Deutsche Bank will pay a combined $627 million in penalties to U.K. and New York state regulators to settle charges that the bank did not monitor money laundering of $10 billion out of Russia in a trading scheme.
The U.K. Financial Conduct Authority and the New York Department of Financial Services said in separate releases Monday that Deutsche Bank was used by unidentified customers to transfer the money out of Russia to offshore banks from 2012 to 2015 in what the NYDFS called a “mirror trading” scheme.
The New York agency fined the bank $425 million; the FCA, £163 million ($202 million).

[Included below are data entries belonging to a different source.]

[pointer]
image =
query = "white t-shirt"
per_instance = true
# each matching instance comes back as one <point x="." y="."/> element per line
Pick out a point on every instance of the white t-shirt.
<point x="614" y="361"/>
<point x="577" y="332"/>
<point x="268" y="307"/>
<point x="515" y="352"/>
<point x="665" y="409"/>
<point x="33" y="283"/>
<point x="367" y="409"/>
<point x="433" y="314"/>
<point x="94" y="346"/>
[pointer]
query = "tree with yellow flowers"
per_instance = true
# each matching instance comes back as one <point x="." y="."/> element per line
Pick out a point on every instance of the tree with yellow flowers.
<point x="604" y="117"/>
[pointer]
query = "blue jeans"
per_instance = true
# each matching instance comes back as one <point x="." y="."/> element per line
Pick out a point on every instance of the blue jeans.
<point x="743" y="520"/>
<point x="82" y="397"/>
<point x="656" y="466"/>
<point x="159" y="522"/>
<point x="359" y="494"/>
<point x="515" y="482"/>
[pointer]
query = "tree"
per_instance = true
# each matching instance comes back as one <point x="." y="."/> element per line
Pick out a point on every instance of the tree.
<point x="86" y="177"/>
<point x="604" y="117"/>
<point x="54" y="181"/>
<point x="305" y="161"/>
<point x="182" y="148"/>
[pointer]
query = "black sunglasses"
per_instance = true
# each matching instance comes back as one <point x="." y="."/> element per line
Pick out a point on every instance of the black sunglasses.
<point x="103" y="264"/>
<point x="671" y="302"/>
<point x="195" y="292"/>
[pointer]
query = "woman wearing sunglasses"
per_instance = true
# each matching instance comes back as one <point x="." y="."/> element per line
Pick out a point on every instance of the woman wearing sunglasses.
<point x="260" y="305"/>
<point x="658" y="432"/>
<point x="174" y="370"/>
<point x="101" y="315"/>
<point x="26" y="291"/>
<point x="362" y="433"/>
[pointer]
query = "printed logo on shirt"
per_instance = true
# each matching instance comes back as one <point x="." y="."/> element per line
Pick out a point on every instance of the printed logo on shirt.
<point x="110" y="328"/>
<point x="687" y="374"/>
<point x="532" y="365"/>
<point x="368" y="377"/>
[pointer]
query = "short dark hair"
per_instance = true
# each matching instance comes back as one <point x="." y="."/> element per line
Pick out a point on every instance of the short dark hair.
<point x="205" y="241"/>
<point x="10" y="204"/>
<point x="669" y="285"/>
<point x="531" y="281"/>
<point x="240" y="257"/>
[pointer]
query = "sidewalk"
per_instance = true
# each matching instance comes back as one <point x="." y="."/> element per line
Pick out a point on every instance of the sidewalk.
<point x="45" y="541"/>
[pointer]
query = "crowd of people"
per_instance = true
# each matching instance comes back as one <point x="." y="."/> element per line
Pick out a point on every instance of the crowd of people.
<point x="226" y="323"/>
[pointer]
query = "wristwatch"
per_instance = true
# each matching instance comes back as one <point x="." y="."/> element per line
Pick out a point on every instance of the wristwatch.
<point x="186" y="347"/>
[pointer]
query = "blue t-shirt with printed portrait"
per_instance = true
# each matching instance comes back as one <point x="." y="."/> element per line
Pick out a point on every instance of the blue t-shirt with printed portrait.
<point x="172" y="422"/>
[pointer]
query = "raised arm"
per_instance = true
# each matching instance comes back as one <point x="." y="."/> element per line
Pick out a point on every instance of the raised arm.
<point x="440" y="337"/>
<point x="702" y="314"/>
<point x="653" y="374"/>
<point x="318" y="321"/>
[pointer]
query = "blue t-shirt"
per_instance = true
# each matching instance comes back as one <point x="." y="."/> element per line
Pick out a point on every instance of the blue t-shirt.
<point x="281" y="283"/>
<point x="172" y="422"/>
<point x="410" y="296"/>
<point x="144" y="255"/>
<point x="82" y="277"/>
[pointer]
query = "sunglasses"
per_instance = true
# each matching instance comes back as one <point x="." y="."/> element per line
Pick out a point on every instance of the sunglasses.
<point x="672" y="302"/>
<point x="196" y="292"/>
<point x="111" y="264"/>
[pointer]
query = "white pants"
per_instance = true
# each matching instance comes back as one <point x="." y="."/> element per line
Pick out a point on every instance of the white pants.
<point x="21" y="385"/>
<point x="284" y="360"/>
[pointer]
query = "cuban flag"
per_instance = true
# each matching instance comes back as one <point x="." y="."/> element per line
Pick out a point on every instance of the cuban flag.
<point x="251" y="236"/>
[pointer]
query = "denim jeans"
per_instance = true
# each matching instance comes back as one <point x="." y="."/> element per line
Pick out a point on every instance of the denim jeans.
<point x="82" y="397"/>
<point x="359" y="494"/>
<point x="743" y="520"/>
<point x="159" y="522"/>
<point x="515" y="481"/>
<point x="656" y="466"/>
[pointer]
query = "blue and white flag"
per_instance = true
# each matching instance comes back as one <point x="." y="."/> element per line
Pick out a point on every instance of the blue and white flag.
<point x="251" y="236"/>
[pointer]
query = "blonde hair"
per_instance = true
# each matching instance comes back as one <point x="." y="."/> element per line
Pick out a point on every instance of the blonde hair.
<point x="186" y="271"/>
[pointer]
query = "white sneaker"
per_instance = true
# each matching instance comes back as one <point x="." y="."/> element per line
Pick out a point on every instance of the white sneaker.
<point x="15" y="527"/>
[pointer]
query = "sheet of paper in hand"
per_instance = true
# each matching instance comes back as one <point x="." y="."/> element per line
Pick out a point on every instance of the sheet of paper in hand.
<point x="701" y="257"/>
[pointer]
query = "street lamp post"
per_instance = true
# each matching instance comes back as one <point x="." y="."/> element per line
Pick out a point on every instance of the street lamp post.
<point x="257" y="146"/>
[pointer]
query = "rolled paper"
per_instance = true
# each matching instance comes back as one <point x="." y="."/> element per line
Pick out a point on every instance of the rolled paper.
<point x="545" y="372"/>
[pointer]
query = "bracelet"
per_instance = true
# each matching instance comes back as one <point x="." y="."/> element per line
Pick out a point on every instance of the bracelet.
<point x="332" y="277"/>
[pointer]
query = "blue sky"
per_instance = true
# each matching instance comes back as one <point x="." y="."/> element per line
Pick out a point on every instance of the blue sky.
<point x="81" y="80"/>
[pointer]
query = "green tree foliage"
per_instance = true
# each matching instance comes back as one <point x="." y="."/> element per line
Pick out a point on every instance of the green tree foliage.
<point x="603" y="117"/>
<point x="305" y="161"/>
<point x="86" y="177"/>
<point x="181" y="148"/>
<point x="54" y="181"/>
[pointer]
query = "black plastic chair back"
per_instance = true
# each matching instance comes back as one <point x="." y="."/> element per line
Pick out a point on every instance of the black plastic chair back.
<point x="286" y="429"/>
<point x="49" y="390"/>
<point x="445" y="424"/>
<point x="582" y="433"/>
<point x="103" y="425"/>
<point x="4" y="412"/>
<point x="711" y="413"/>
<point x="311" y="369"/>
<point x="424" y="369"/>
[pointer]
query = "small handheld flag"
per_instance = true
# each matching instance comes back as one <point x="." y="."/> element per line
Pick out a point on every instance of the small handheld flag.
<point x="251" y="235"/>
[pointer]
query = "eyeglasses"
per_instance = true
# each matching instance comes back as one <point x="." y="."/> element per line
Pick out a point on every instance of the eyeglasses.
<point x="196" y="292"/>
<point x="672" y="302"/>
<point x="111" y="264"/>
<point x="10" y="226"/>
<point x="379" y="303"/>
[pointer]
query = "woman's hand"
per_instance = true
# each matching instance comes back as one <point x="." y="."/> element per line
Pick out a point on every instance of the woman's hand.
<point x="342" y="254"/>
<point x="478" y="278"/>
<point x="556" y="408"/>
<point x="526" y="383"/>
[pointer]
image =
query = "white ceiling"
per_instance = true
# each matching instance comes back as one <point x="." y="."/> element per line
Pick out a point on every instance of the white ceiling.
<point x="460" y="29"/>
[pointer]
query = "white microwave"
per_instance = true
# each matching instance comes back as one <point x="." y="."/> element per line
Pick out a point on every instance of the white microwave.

The agencies worked together on the investigation.
The FCA said Deutsche Bank's failings allowed its Russia-based subsidiary, DB Moscow, to execute more than 2,400 pairs of trades that mirrored each other to transfer more than $6 billion from Russia to overseas bank accounts in Cyprus, Estonia, Latvia and other countries. The orders for both sides of the mirror trades were received by DB Moscow, which executed them at the same time, the FCA said.
“This Russian mirror-trading scheme occurred while the bank was on clear notice of serious and widespread compliance issues dating back a decade," Maria Vullo, NYDFS superintendent, said in the agency's release. "The offsetting trades here lacked economic purpose and could have been used to facilitate money laundering or enable other illicit conduct, and today’s action sends a clear message that DFS will not tolerate such conduct."
Deutsche Bank is cooperating with other regulators and law enforcement authorities, which have their own ongoing investigations into these securities trades, the bank said in a statement on its website.